Gaspard Noe has succeeded in creating a masterpiece. And it is a masterpiece that, like Mirror, sets it apart from any other cinematic experience. And he has done this by adopting an approach that is tied to a philosophy. It is irrelevant whether you agree with Noe or not: it is the end product that counts.
Against all my expectation, I found Enter The Void to be a film of sheer beauty. It also put his previous films in perspective and also suggests why, as with Tarkovsky, he takes his time over making his films.
If one looks at
I Stand Alone [DVD] [1999] [Region 1] [US Import] [NTSC] (only available on US import so far) one sees how Noe uses the camera to hammer away at the individual and see the world through his eyes. Ultimately I Stand Alone is concerned with the individual.
Irreversible [DVD] [2003] took the process one step further and the camera is used, in that film, to make sense of the narrow environment. The scenes that stand out, the rape and the beating, take place within enclosed environments. But in Enter The Void Noe find the drama in the wider world: Tokyo. It is difficult to see where Noe can take this in a new film unless he decides on a science fiction, which seems like the obvious step to me.
As with Tarkovsky, it is impossible to appreciate Noe's films as straight forward storytelling. The story and, in this film, the characters, are incidental to the film as a whole. Much of the film reminded me of those inventive psychedelic films of the sixties and early seventies, especially in the imagery.
Some of the camera shots, especially near the begining, when the camera is used as the eyes of Oscar and the way that the camera explores the city itself, are mind-blowing (if the DVD has a `making of' documentary, then it might be best to avoid it and just wonder at the creation). And though Noe falls back on the camera use that he employed in Irreversible it is still amazing to contemplate in this film.
If Noe is seen as controversial it is only because he stands out from other artists who, in these times, rarely rise above banal and are either scared or incapable of being revolutionary in their art.
Finally, the music used in the film plays a very important role. The use of the Bach orchestral suite (commonly known as Air On A G String) played on (I think) a glass piano fits with the films theme of questioning aesthetics. The music itself sounds simple to our contemporary ears and this is reinforced by the playing of it on the chosen instrument (a glass piano is simply a selection of wine glasses filled with different amounts of water to a particular pitch) but Bach's music is supremely cerebral and still has the ability to sound inventive. Yet the instrument makes it sound innocent and this ties well with the repeated referral to Oscar and Linda's childhood and the act that seemed to determine their future and loss of innocence and the incestuous relationship that develops.

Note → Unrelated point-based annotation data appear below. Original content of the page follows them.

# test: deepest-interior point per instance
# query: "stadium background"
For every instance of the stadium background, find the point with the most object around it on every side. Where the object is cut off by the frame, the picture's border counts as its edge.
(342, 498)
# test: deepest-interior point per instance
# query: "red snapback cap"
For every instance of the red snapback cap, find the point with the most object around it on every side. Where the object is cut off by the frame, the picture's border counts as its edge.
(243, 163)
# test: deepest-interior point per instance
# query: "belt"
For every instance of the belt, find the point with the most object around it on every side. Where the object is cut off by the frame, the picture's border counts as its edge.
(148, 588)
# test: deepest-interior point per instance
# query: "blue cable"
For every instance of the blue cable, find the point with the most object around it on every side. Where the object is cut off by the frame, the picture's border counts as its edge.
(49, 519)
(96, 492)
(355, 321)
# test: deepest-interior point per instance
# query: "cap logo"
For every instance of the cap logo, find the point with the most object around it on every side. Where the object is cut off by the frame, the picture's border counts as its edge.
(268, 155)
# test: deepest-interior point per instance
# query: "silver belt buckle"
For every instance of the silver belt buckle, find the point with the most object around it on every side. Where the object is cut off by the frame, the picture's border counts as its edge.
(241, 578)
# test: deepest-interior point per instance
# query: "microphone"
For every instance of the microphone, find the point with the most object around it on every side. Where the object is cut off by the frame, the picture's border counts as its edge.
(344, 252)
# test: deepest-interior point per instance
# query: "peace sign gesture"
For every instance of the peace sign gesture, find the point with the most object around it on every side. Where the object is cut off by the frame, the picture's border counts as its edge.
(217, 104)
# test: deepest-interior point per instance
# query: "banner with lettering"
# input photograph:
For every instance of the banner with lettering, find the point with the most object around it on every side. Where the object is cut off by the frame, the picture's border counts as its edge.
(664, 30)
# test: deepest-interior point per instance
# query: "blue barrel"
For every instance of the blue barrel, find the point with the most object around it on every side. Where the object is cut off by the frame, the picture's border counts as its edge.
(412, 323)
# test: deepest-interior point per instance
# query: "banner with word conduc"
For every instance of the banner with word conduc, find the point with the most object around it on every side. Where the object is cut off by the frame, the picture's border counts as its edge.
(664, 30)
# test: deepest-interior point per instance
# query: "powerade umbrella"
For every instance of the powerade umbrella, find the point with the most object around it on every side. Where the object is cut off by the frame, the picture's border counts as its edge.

Here again we see the genius of Noe in that he refuses to bow to moralisers and does not portray the act other than something that arose out of events.
And perhaps this is what Noe is getting at: our environment is such a determining factor in shaping us as individuals. But there is also the recognition that nothing is certain, and that we as individuals also shape our environment. There is none of the determinism that we hear so much about these days (a misanthropic view that poisons our everyday relationships, whether through social policy or the arrogance of others). Noe doesn't appear to be fatalist and Enter The Void stands as both a triumph for Noe and for a mankind that allowed the space for this film to be created.